Are real-estate investors starting to run out of gas? Single-family home investors, whose mostly cash purchases played a central role in healing the U.S. housing market, have started to slow down their buying, according to several surveys, land purchases by investors continue to trend upward.
Investors accounted for 20.2% of home purchases in May—still high by historical standards, but down from a peak of 23.1% reached in February, according to the Campbell/Inside Mortgage Finance survey of real estate conditions. A separate survey conducted for MemphisInvest.com and Premier Property Management Group found that investors planned to slow their home purchases in the next year.
Several peripheral indicators as well as some individual market data suggest waning investor interest as well. In May there were fewer offers for distressed homes like foreclosures and short sales, which are favored by investors. Those properties stayed on the market for longer than in the month before and closed further below the asking price, according to the Campbell/Inside Mortgage Finance.
Reports from the National Association of Realtors and Trulia, a real estate listings site, both show a slight decline in foreign buyers — a big source of investors in U.S. single family homes and condominiums.
And, of course, even if investors are slowing their purchases it doesn’t mean they are leaving the housing market. For starters, it’s not unusual for investor share to decline in the spring, when there are more owner-occupants looking for homes.
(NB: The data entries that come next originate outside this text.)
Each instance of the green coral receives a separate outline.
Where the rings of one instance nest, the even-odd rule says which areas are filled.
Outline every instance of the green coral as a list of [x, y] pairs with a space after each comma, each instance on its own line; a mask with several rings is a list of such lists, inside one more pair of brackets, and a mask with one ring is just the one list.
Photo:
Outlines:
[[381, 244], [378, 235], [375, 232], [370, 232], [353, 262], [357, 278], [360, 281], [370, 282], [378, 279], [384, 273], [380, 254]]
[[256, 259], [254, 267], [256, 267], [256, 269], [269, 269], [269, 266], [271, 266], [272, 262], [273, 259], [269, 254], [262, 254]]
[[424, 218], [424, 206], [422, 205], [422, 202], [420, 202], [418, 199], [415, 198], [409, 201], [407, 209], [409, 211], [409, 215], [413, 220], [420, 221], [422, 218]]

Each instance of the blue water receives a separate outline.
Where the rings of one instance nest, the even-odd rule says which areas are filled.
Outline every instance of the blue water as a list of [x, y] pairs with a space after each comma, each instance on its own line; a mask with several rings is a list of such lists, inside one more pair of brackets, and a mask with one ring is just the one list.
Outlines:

Also, many investors bought into the single-family real estate for the purpose of renting them out—income that continues to flow long after they stop buying property.
Fewer investors wouldn’t necessarily mean the housing recovery is in jeopardy, either. While surveys show investors are slowing down owner-occupy purchases remain healthy. The number of offers for non-distressed single-family homes—which are favored by owner-occupiers—has increased over the past several months, according to Campbell/Inside Mortgage Finance. Non-distressed homes are selling faster and the sales-to list-ratio, a proxy for buyer competition, is rising.
Still, anyone who got into the real estate market at the bottom couldn’t be blamed for leaning back or taking money off the table. Prices have shot up housing inventory is low, making it a tough time to get cheap houses and a great time to sell at a premium. On the flip side, if investors are dropping out of the market it could allow existing or new investors better land deals and a larger piece of the investment pie.